Supprimer ces alinéas.

Objet

Cet amendement vise à supprimer le délit d’incitation à l’aide à mourir.

La création d’une incrimination spécifique apparaît inutile au regard du cadre juridique existant. Les professionnels de santé sont d’ores et déjà soumis à des obligations déontologiques strictes, qui encadrent leurs pratiques et garantissent le respect de la volonté libre et éclairée des patients. Par ailleurs, le droit pénal comporte déjà des incriminations permettant de sanctionner d’éventuels abus, notamment en cas de pressions, de manœuvres frauduleuses ou d’atteinte à des personnes vulnérables.
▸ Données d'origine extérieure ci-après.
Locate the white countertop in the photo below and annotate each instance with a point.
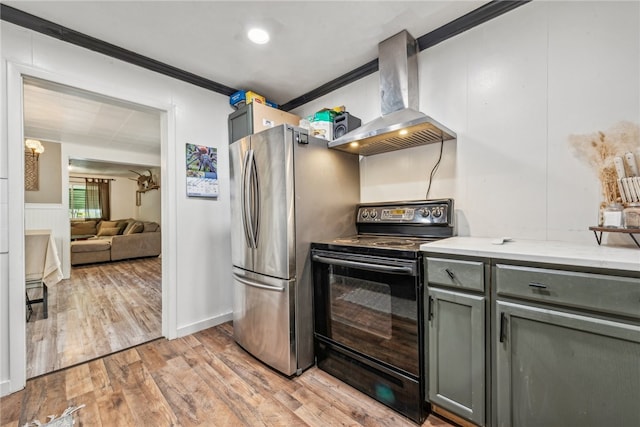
(552, 252)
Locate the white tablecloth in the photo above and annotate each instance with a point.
(41, 257)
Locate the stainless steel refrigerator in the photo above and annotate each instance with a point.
(287, 190)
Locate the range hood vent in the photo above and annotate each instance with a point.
(401, 124)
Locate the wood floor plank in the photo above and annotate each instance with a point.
(204, 379)
(113, 410)
(99, 376)
(101, 309)
(78, 381)
(144, 395)
(343, 398)
(190, 397)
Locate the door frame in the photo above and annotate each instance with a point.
(15, 150)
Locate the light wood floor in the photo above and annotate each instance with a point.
(204, 379)
(100, 309)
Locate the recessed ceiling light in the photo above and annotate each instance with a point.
(258, 35)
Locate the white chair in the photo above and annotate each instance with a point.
(35, 256)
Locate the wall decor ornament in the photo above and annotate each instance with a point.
(31, 181)
(33, 149)
(600, 149)
(202, 171)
Dans ces conditions, l’introduction d’un délit d’incitation à l’aide à mourir présente un risque de surpénalisation.

Elle est en outre susceptible de produire des effets contre-productifs. En instaurant une incertitude juridique sur la frontière entre information, accompagnement et incitation, elle pourrait dissuader les professionnels de santé d’informer pleinement les patients sur leurs droits, au détriment de la qualité de la relation de soin et de l’effectivité du droit reconnu par la loi.

Un tel dispositif pourrait également alimenter un climat de suspicion inutile autour des échanges entre les patients, leurs proches et les soignants, alors même que ceux-ci doivent pouvoir s’inscrire dans un cadre de confiance.

Pour l’ensemble de ces raisons,  la création de ce délit apparaît disproportionné au regard de l’objectif poursuivi.

Cet amendement a été élaboré en lien avec le Conseil national des Barreaux.